In a suite of fresh benchmarks, Tom’s Hardware tested 15 different games, from Cyberpunk 2077 to Red Dead Redemption 2, both with VBS enabled and with the feature turned off. In some games, the results could be cause for concern.

Jacob Roach / Digital Trends

In Microsoft Flight Simulator, for example, disabling VBS improved average frame rates by up to 10% when using an Nvidia RTX 4090 graphics card. In fact, when measuring the lowest 1% of frame rate results, the game benefitted by as much as 15% from having VBS switched off. That could translate into a noticeable increase in performance.

Microsoft explains that VBS “uses hardware virtualization features to create and isolate a secure region of memory from the normal operating system.” This helps protect against vulnerabilities and exploits that could weaken your PC’s defenses. In other words, it’s a pretty handy security feature.

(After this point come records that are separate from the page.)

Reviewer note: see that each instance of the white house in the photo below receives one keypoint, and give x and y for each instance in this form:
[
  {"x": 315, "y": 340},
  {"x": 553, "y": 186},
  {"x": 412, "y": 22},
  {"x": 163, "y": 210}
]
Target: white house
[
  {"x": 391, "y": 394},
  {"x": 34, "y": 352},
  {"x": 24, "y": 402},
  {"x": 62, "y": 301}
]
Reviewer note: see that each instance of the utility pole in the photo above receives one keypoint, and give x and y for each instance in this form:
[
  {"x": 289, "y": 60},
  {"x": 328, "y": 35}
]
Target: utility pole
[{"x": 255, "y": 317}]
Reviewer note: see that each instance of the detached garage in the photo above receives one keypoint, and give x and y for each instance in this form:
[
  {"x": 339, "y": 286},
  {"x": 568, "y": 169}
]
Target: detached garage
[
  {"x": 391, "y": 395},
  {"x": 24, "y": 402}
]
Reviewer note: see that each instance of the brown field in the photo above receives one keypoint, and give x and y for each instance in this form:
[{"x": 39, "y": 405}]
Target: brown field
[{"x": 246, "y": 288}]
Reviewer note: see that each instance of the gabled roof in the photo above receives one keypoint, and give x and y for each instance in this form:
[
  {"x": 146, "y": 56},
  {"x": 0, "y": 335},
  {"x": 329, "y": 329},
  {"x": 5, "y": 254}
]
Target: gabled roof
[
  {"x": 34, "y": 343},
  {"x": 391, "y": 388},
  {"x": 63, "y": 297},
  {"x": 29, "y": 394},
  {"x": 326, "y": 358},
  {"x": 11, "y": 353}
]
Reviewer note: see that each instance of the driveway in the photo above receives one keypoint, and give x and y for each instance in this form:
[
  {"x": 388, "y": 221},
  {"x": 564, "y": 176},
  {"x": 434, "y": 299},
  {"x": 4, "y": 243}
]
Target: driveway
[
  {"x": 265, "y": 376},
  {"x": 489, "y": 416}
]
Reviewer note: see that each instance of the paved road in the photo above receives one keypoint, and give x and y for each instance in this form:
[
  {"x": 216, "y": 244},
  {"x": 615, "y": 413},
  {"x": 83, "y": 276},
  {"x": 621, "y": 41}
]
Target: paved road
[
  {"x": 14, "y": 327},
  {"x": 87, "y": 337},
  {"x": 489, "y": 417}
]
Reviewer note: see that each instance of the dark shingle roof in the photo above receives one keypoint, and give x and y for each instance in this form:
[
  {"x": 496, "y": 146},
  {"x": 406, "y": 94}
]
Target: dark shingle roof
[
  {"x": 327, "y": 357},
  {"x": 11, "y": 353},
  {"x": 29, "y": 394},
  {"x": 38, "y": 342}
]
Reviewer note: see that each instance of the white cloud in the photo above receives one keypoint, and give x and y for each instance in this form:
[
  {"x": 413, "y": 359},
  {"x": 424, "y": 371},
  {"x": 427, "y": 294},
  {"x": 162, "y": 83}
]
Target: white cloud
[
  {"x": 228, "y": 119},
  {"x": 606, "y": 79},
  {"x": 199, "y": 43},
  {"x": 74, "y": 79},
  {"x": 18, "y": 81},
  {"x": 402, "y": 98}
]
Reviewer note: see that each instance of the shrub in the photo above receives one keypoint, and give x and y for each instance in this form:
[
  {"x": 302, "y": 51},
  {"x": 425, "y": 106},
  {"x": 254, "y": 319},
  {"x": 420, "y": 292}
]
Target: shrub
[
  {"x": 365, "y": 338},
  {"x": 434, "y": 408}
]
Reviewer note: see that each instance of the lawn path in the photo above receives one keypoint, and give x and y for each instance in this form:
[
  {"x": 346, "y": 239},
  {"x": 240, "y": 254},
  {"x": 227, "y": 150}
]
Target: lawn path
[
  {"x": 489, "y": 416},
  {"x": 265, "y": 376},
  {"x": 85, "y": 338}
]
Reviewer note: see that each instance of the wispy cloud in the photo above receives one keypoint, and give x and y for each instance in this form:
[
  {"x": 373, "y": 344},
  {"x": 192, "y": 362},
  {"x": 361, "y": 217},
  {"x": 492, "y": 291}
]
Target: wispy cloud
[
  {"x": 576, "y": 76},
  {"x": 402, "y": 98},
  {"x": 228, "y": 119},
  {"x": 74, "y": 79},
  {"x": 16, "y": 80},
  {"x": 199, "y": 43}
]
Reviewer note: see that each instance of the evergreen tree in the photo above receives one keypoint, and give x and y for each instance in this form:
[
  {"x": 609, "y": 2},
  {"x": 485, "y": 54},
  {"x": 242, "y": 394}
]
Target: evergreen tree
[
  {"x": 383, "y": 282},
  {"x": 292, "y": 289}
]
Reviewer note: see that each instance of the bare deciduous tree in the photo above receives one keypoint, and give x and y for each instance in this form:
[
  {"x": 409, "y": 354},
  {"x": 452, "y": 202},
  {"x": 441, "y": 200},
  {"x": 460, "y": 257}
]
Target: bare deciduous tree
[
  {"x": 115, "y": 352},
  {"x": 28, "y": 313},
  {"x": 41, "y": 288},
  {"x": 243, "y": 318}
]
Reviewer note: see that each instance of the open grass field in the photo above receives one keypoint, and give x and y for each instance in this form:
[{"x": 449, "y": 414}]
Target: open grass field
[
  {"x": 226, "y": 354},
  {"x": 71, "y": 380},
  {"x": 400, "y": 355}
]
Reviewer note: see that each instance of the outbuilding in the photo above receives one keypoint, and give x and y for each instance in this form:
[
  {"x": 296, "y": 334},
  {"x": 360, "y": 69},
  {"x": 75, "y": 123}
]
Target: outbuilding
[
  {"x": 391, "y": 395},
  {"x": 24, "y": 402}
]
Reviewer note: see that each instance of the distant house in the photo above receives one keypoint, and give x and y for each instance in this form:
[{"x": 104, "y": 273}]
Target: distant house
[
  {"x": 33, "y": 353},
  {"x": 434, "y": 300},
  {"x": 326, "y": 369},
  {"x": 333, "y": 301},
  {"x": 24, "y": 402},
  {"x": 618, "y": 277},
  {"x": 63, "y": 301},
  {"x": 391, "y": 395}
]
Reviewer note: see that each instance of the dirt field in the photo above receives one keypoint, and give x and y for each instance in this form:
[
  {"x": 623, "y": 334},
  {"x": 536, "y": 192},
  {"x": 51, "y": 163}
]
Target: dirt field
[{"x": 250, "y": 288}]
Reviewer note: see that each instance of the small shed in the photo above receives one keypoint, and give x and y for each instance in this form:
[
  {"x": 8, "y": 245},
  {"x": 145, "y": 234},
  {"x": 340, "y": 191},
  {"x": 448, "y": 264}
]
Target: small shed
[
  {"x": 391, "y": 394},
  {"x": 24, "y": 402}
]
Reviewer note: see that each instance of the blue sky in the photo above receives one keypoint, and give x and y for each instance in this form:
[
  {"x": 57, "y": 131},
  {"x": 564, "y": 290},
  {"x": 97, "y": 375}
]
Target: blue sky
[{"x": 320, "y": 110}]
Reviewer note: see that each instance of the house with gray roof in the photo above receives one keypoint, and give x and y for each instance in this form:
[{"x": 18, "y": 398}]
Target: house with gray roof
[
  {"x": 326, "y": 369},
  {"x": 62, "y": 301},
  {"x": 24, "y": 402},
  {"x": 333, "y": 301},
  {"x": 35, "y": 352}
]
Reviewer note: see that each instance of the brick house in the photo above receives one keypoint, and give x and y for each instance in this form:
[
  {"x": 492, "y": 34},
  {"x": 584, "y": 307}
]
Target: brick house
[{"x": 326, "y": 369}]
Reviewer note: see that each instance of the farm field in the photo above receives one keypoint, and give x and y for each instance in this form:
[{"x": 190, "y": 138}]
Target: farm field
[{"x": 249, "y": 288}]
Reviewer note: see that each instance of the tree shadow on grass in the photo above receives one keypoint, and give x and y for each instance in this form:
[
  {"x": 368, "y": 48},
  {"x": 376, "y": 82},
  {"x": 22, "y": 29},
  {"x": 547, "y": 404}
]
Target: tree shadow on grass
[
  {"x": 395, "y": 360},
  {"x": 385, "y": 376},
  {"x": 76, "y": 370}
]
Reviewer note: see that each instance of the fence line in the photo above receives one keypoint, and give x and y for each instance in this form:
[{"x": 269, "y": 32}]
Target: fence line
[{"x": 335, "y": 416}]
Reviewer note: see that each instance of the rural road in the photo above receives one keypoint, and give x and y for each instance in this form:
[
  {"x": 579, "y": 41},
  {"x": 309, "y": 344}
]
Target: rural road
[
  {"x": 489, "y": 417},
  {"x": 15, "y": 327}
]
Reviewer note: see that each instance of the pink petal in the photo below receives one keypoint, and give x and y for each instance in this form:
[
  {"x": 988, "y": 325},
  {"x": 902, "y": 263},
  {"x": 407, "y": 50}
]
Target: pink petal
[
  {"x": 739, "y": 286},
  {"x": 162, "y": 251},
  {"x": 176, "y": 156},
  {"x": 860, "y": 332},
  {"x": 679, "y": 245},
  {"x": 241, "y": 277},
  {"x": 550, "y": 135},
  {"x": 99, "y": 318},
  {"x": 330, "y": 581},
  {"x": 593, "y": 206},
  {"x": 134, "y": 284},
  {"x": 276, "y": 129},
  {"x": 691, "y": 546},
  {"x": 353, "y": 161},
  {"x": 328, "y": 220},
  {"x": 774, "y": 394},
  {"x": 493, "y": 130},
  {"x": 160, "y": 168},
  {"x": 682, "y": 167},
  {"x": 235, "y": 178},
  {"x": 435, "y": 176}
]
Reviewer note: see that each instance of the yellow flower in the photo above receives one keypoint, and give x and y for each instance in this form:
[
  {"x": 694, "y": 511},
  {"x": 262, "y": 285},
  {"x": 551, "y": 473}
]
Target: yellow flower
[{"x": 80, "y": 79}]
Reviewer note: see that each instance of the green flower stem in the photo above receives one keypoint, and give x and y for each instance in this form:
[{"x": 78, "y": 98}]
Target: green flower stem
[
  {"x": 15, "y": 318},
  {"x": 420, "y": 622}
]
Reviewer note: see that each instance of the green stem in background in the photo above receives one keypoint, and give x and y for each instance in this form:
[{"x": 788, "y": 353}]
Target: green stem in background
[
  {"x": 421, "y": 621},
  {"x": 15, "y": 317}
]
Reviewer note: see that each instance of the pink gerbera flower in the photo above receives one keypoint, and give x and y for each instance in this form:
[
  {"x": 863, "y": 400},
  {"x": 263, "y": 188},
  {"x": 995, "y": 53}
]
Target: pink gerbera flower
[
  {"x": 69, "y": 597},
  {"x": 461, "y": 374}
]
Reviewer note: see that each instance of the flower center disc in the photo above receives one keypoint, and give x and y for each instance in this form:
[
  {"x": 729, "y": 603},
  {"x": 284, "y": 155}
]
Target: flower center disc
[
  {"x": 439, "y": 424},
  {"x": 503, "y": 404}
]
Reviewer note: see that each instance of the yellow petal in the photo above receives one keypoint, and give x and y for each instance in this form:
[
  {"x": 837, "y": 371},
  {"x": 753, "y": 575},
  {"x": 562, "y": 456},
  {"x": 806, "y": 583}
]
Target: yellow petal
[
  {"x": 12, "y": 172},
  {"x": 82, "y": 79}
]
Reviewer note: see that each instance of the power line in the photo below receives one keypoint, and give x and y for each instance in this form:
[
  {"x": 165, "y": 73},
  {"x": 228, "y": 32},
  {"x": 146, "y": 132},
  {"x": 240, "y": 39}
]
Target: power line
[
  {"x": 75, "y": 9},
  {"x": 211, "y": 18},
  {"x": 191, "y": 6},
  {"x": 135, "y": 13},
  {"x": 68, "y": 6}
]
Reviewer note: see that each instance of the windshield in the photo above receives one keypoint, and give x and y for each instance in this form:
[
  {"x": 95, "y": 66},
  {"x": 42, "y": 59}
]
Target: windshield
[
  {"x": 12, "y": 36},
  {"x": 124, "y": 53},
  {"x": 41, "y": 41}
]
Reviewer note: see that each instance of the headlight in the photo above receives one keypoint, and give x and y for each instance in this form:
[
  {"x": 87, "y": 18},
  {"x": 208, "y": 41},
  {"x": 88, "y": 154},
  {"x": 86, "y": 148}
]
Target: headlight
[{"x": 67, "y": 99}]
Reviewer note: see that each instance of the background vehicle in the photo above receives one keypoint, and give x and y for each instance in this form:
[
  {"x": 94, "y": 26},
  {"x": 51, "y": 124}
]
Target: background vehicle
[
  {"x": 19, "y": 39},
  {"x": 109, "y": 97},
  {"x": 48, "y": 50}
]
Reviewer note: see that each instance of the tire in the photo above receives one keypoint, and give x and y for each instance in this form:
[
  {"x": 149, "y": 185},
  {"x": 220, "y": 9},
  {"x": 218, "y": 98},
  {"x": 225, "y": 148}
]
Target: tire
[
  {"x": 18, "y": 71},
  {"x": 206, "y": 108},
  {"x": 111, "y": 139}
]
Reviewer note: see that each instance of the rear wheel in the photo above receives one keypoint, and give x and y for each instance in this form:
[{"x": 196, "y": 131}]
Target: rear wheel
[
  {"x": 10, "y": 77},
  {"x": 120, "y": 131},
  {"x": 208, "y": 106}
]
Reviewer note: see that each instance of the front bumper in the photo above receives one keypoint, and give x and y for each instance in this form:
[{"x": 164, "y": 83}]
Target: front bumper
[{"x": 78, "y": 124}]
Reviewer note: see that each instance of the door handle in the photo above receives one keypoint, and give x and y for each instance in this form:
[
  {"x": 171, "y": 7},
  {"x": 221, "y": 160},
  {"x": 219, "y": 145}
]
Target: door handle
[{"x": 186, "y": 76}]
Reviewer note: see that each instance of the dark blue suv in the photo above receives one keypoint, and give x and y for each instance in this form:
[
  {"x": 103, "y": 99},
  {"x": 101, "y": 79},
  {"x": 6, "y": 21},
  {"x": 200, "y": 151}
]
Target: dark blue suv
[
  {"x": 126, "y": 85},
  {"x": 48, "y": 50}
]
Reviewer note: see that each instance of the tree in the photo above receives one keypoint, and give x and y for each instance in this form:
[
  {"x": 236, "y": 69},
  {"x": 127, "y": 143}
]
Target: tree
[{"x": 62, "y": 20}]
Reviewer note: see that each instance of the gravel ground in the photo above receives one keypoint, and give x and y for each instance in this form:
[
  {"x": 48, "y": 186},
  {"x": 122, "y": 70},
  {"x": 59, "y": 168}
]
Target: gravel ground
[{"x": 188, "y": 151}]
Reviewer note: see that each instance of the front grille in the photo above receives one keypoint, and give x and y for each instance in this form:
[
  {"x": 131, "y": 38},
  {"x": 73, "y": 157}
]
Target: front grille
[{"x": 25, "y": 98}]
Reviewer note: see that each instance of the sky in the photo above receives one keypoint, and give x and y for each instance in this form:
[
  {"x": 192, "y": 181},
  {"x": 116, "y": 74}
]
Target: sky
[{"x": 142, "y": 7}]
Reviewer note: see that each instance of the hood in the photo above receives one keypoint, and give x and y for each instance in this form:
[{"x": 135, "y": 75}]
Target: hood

However, it’s important to note that Microsoft Flight Simulator was an outlier in the results. In all other games, average frame rate increases were in the single-digit range — around 5-6% on average. While some games also saw roughly 15% increases to one-percentile results, most did not. The increase in Total War: Warhammer 3’s one-percentile score was much higher, but Tom’s Hardware noted that this game’s performance is “all over the place right now” so not much stock was put in that outcome.

No need to panic

Arif Bacchus / Digital Trends

In practice, most games saw increases in performance of a handful of frames per second (fps). For instance, Cyberpunk 2077 running at 4K Ultra with ray tracing enabled went from 40.4 fps to 42.7 fps. The differences at 1440p and 1080p (with the same settings as before) were 5.7 fps and 5.6 fps respectively.

Some titles saw larger jumps as resolution decreased — Borderlands 3 went from 319.1 fps to 349.9 fps at 1080p, for example — but at those kinds of frame rates, the difference is less noticeable in real-world gameplay.

The mostly modest payoffs might not be worth it. As we explained when this issue reared its head late last year, VBS might not even be the main culprit when it comes to frame-rate drops. That could be something called Hypervisor-Enforced Code Integrity (HVCI), a feature that is enabled by VBS. Our testing showed HVCI was to blame for most of the impact we saw, but you probably don’t want to disable it because it helps support things like your laptop’s fingerprint scanner.

In any case, a few frames here and there are unlikely to impact your gaming experience, at least for most people. Instead, you’ll have much more success optimizing Windows for gaming than you will by disabling VBS — and you won’t have to worry about the potential security impact, either.